The gunmen set an ultimatum in the videoed message
Video footage aired by the Qatar-based station showed the three men surrounded by masked militants claiming to be linked to Abu Musab al-Zarqawi.
In an accompanying message they said Turkish firms must withdraw from Iraq within 72 hours or the men will die.
They also urged Turks to protest during the Nato summit in Istanbul.
The militants said Turkish citizens should stage demonstrations against the presence of US President George W Bush, who is already in Turkey in preparation for the meeting.
Top of the agenda for Mr Bush will be seeking the Nato alliance's help to stabilise Iraq.
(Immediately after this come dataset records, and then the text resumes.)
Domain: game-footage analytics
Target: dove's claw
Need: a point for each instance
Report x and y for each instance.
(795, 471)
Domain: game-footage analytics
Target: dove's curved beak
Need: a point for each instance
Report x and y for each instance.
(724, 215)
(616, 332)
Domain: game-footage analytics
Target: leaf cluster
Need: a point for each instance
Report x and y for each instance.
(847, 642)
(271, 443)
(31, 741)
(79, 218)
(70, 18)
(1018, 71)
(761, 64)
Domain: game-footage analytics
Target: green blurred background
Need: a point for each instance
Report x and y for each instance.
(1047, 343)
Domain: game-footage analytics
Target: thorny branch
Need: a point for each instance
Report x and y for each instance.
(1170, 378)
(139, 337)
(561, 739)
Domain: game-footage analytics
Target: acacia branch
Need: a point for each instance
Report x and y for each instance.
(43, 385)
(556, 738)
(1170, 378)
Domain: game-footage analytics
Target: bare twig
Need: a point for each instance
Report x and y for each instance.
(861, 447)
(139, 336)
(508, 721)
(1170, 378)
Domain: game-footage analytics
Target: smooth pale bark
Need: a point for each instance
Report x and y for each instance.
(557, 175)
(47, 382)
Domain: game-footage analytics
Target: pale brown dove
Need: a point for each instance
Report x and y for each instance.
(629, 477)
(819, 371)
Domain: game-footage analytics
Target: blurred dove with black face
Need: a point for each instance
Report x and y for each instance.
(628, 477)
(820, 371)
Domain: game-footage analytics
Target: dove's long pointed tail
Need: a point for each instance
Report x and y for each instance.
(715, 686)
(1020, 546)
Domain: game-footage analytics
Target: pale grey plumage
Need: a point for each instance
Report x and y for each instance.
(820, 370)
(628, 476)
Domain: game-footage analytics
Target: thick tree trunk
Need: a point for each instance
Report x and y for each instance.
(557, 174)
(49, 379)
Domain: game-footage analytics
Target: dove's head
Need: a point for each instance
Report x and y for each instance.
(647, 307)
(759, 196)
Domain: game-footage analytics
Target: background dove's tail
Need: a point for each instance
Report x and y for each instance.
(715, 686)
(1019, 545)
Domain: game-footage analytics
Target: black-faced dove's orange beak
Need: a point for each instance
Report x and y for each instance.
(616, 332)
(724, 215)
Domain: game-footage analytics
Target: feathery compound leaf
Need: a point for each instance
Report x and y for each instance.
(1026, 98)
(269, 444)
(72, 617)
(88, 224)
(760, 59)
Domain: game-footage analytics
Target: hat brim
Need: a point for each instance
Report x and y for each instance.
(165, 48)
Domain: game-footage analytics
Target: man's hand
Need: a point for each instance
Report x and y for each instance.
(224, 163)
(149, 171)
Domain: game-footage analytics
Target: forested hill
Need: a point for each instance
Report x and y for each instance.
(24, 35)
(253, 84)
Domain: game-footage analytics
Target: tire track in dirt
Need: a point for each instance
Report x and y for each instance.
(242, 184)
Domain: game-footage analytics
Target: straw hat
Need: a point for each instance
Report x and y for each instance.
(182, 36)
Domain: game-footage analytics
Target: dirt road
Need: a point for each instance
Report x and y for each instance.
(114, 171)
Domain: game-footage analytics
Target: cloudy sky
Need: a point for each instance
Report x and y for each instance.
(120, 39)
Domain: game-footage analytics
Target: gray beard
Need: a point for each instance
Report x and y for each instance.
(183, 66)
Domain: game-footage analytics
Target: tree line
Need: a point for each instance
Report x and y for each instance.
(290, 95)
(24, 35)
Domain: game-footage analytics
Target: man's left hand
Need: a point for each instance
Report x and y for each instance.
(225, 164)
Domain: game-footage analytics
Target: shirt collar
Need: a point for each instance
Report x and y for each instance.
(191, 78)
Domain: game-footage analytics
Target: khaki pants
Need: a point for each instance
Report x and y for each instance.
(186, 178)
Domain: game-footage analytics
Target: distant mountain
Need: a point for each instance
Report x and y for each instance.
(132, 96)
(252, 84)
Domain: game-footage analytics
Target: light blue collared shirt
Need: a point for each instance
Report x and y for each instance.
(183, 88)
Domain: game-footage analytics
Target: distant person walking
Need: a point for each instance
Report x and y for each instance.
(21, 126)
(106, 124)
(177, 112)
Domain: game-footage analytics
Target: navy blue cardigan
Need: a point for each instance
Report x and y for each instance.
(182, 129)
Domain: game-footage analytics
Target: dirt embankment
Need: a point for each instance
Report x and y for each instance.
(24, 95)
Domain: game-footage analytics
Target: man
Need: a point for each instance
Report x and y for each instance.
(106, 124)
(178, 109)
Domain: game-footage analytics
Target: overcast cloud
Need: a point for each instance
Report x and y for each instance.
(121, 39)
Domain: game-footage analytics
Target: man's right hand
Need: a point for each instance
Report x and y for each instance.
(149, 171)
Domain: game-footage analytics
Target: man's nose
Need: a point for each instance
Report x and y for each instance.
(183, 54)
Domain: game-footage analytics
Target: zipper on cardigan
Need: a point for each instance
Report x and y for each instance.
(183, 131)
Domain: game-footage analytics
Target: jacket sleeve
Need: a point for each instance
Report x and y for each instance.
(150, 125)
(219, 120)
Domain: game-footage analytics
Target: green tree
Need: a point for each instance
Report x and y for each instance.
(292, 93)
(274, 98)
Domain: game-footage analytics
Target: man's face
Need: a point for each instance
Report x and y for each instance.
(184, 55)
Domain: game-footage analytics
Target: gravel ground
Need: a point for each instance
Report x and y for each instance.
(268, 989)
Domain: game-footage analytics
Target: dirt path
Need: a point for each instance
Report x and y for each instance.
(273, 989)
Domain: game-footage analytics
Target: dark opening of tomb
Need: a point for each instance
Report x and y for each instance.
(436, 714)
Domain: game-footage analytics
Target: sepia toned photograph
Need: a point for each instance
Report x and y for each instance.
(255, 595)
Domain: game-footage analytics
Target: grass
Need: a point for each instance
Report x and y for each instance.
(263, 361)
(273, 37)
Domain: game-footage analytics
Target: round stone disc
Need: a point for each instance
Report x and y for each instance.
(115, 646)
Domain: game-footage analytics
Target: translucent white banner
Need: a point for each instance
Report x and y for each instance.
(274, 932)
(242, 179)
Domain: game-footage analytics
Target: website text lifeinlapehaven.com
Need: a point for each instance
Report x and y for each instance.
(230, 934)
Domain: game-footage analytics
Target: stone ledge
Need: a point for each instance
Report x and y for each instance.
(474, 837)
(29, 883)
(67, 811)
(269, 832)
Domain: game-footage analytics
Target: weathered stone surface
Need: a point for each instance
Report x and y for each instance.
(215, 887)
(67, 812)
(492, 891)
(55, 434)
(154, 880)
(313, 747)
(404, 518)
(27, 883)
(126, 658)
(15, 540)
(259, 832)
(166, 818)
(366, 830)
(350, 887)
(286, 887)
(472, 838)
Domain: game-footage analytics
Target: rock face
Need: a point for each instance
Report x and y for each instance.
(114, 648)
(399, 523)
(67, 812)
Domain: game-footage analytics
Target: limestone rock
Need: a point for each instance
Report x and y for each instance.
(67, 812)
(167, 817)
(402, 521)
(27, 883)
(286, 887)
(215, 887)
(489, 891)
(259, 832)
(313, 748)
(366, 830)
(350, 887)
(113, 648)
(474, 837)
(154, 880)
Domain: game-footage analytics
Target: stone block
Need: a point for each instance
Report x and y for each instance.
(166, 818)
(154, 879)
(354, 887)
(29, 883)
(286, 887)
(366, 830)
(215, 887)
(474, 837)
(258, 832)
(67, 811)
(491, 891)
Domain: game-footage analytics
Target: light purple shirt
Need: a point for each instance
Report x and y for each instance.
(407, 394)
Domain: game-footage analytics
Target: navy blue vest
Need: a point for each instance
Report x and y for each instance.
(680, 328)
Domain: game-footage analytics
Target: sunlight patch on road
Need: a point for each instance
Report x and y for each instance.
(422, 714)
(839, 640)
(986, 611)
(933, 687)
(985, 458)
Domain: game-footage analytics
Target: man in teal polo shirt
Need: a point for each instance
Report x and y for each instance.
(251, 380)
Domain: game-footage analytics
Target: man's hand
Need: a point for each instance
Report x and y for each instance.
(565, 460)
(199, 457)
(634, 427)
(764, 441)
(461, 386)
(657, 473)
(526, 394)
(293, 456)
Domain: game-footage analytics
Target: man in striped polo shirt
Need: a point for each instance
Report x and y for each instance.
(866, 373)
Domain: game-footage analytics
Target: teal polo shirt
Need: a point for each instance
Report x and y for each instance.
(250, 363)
A Turkish consular official in Baghdad, speaking on condition of anonymity, told the Associated Press that the three hostages had disappeared two days ago, but declined to give any further information.
Observers say the abductions are likely to fuel the already high anti-war sentiment in Turkey. The Nato member was opposed to the war and its troops are not part of the US-led occupation force in Iraq
However, many Turkish contractors work as drivers and support staff for US forces there.
In Seoul there have been vigils for a murdered South Korean hostage
Al-Jazeera said the statement it received with the tape said the hostages
would be killed unless "Turkish forces and companies that support the occupation forces in Iraq" left by the deadline.
In the video shown by the Qatar-based TV station the three Turks were kneeling in front of two black-clad gunmen, holding up their Turkish passports.
On the wall behind the group was a black banner bearing the words "Tawhid and Jihad", the name of Zarqawi's organisation.
Zarqawi's movement has already claimed responsibility for the beheading of two other hostages captured in Iraq - US man Nick Berg and South Korean hostage Kim Sun-il.
Both killings were filmed and the footage posted on Islamist websites.
The body of the murdered South Korean arrived in his hometown of Busan on Saturday.
About 6,000 people took part in a candlelight vigil in the South Korean capital, Seoul, in memory of the 33-year-old translator whose execution earlier this week shocked the nation and the world.
Mr Kim was working for a security company supplying the US military when he was abducted.
South Korea rejected demands from the kidnappers that it cancel plans to deploy 3,000 troops to northern Iraq.
Mr Kim's body was found on the road between Baghdad and Falluja on 22 June.
The hostage's family accused the government of betrayal for failing to secure his release.